US lawmaker French Hill has noted that Donald Trump will take a more pro-crypto approach than the current administration. The run-up to the presidential election has seen cryptocurrencies become an issue with lawmakers making huge statements ahead of the polls. Donald Trump has also been reaching out to the industry, making a pro-crypto case.

French Hill Backs Trump’s Pro-Crypto Stance

Republican Congressman French Hill has explained the type of cryptocurrency regulatory framework he believes Donald Trump could adopt in the country. In a recent interview with CNBC, French Hill said that the recently passed FIT21 bill is the type of regulatory framework the Trump administration will adopt in the sector.

THE FIT21 Bill It is intended to protect investors and consumers in the market by establishing clear rules and powers for the various regulators in the sector. According to Hill, Trump will adopt it because it directs the Securities and Exchange Commission (SEC) and the Commodity Futures Trading Commission (CFTC) on the specific regulatory framework needed in the market.

“… for people who are innovating and starting a crypto token, a related business, custody of those assets, how to ensure consumer protection, so I think that framework is the right approach and that’s what I’m going to recommend to the President to pass, which is that we have not passed it between now and the end of this Congress.”

He also called Trump an innovative and pro-growth president in financial matters.
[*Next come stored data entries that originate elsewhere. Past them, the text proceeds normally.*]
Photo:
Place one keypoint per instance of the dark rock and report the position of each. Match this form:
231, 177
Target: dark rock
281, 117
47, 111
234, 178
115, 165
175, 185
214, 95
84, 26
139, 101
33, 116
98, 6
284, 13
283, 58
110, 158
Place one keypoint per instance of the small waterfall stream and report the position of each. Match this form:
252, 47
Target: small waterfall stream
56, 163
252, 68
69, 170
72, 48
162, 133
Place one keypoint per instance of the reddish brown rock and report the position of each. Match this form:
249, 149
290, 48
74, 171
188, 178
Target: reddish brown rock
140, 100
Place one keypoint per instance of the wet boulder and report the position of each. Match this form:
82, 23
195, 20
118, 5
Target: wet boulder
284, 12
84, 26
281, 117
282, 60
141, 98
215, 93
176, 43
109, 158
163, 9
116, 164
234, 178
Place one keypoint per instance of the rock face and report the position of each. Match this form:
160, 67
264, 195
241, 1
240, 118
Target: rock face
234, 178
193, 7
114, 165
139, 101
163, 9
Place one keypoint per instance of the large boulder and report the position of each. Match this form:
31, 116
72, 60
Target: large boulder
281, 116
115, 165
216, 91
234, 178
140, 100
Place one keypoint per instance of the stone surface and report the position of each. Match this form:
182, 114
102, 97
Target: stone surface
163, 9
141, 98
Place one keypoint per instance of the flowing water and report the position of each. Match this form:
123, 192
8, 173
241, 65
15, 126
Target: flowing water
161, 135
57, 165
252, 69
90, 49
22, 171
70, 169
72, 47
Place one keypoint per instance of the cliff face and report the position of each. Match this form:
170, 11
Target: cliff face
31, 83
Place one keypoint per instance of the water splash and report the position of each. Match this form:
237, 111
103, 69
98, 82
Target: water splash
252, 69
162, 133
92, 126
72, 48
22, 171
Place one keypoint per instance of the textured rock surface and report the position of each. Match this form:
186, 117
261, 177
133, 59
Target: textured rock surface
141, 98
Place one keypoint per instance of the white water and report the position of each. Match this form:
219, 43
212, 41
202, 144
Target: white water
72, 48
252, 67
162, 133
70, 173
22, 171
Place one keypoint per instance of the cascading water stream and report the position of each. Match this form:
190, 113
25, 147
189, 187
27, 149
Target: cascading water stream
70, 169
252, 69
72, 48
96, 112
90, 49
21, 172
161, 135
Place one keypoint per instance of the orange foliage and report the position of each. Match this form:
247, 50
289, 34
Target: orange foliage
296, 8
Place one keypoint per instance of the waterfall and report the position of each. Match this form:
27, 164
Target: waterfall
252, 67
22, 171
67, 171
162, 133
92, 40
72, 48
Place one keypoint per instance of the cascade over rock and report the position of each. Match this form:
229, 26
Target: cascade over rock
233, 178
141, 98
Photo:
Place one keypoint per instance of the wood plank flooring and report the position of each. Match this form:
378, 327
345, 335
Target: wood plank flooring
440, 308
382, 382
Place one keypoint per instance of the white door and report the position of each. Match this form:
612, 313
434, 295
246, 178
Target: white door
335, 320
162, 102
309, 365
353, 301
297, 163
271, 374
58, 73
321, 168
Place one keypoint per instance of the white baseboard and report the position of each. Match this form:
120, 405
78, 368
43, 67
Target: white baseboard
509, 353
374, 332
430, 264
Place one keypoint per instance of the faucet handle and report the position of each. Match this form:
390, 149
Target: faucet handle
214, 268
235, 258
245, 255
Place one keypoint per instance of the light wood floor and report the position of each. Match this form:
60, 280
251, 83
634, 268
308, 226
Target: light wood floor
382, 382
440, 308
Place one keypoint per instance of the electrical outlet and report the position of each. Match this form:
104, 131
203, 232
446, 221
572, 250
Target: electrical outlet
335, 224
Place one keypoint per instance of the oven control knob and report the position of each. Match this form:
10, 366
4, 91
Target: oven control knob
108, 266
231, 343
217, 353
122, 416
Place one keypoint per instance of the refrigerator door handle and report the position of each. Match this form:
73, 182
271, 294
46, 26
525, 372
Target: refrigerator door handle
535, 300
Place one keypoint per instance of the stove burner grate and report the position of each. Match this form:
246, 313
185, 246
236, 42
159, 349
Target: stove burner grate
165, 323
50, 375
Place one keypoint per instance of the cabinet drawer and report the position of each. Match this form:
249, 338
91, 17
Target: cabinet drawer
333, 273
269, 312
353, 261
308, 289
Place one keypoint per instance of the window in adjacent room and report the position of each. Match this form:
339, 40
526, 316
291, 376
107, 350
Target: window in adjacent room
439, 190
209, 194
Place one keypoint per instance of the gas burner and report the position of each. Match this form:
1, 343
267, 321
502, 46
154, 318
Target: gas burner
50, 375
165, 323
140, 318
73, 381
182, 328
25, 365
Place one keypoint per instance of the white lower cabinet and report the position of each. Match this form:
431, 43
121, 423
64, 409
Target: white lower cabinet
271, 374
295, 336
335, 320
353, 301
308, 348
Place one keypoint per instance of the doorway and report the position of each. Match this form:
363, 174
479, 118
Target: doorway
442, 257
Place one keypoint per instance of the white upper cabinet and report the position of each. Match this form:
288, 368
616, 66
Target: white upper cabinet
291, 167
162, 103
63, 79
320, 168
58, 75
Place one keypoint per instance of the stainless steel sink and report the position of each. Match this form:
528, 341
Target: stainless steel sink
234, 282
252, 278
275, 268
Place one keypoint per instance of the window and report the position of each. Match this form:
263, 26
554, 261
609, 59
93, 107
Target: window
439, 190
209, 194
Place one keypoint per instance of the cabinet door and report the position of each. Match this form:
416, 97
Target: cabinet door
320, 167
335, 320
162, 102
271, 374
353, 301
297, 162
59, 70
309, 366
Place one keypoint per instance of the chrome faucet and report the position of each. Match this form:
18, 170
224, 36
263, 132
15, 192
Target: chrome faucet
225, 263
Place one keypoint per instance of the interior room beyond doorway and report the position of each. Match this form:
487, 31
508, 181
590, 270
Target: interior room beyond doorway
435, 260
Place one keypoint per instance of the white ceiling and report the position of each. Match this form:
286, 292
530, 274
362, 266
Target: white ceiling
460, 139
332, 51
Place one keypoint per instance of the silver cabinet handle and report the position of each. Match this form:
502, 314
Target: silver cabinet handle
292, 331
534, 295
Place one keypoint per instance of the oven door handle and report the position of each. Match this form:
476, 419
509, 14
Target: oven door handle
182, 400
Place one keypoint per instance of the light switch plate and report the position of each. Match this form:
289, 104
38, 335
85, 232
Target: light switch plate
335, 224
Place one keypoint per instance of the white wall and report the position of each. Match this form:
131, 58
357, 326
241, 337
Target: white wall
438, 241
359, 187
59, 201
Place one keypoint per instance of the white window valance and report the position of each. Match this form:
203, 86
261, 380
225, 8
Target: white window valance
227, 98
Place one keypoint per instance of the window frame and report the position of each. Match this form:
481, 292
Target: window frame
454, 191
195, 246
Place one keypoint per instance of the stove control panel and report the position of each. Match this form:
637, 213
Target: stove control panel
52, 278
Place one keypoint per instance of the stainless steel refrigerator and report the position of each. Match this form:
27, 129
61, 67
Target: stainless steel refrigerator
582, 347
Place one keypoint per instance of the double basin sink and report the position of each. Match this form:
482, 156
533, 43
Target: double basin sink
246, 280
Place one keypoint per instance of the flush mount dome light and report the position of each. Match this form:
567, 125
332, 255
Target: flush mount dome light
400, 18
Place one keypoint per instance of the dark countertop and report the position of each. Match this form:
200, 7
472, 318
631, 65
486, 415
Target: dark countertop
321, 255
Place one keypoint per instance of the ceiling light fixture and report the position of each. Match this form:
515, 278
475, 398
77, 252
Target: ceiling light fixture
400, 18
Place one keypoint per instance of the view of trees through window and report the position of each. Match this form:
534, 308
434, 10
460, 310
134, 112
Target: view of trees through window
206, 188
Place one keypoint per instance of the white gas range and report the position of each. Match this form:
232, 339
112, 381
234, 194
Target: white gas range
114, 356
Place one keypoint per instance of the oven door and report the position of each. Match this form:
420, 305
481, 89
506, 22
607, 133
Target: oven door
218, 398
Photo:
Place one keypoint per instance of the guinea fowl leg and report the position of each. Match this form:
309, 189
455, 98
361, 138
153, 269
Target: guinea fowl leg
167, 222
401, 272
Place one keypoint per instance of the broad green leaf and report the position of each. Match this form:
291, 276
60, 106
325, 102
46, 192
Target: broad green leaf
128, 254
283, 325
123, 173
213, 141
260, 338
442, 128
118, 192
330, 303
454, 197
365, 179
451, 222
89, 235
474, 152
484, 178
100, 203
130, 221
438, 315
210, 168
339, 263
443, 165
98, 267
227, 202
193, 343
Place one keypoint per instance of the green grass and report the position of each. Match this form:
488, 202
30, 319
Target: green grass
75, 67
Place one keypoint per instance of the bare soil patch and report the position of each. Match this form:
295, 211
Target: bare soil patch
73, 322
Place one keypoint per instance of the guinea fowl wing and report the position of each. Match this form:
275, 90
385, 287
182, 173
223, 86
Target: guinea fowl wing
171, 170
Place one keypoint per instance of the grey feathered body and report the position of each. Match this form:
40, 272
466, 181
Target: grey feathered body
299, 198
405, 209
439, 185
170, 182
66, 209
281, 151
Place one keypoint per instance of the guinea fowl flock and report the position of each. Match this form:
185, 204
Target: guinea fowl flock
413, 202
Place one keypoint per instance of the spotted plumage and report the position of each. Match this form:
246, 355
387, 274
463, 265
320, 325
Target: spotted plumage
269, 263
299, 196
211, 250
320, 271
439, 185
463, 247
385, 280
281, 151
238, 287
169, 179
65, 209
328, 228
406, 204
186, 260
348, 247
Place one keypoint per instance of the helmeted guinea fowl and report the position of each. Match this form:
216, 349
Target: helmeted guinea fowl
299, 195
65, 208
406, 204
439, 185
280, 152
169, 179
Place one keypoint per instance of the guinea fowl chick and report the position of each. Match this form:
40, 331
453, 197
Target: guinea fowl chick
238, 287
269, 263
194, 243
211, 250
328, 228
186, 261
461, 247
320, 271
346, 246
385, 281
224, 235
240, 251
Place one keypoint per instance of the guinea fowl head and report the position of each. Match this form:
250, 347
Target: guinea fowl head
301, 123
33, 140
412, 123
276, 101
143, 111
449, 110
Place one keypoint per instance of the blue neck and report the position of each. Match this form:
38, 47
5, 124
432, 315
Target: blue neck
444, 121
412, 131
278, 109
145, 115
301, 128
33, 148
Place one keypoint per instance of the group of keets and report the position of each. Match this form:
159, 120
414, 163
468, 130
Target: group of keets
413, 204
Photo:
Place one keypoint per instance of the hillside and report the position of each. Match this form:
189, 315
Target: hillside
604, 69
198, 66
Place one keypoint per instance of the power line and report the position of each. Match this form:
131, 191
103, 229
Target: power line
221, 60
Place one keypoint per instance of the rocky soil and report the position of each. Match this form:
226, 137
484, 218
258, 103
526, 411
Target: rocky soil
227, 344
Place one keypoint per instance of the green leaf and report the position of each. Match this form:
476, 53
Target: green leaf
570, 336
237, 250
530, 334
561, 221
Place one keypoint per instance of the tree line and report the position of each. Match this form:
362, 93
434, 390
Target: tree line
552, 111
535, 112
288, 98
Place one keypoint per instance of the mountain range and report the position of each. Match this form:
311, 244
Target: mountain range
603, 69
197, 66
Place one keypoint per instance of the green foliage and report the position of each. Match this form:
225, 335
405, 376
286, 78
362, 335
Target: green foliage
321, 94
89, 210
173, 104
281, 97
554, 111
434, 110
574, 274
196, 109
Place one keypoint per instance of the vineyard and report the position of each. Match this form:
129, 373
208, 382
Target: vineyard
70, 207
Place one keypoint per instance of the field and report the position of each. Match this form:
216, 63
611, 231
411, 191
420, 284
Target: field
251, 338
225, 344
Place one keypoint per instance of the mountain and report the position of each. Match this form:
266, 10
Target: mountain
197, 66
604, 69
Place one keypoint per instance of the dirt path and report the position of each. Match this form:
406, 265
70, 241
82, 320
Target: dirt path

Cryptocurrency is going mainstream

This election cycle saw the cryptocurrency industry taking a place in mainstream issues following broader adoption across demographics. From candidates moving toward enthusiasts to recent pro-Congress legislation, cryptocurrencies have become a rallying point for officials. The U.S. regulatory landscape has been criticized for stifling growth due to frequent SEC LawsuitsThis has led executives to push for pro-cryptocurrency laws and raise money for pro-industry candidates.

Read also: Federal Reserve Predicts “AI Will Be Deflationary” to Stimulate Economy

David Pokima

David is a financial news contributor with 4 years of experience in Blockchain and cryptocurrency. He is interested in learning about emerging technologies and has an eye for breaking news. Keeping up to date with trends, David has written in several niches including regulation, partnerships, cryptocurrency, stocks, NFTs, etc. Away from the financial markets, David enjoys cycling and horseback riding.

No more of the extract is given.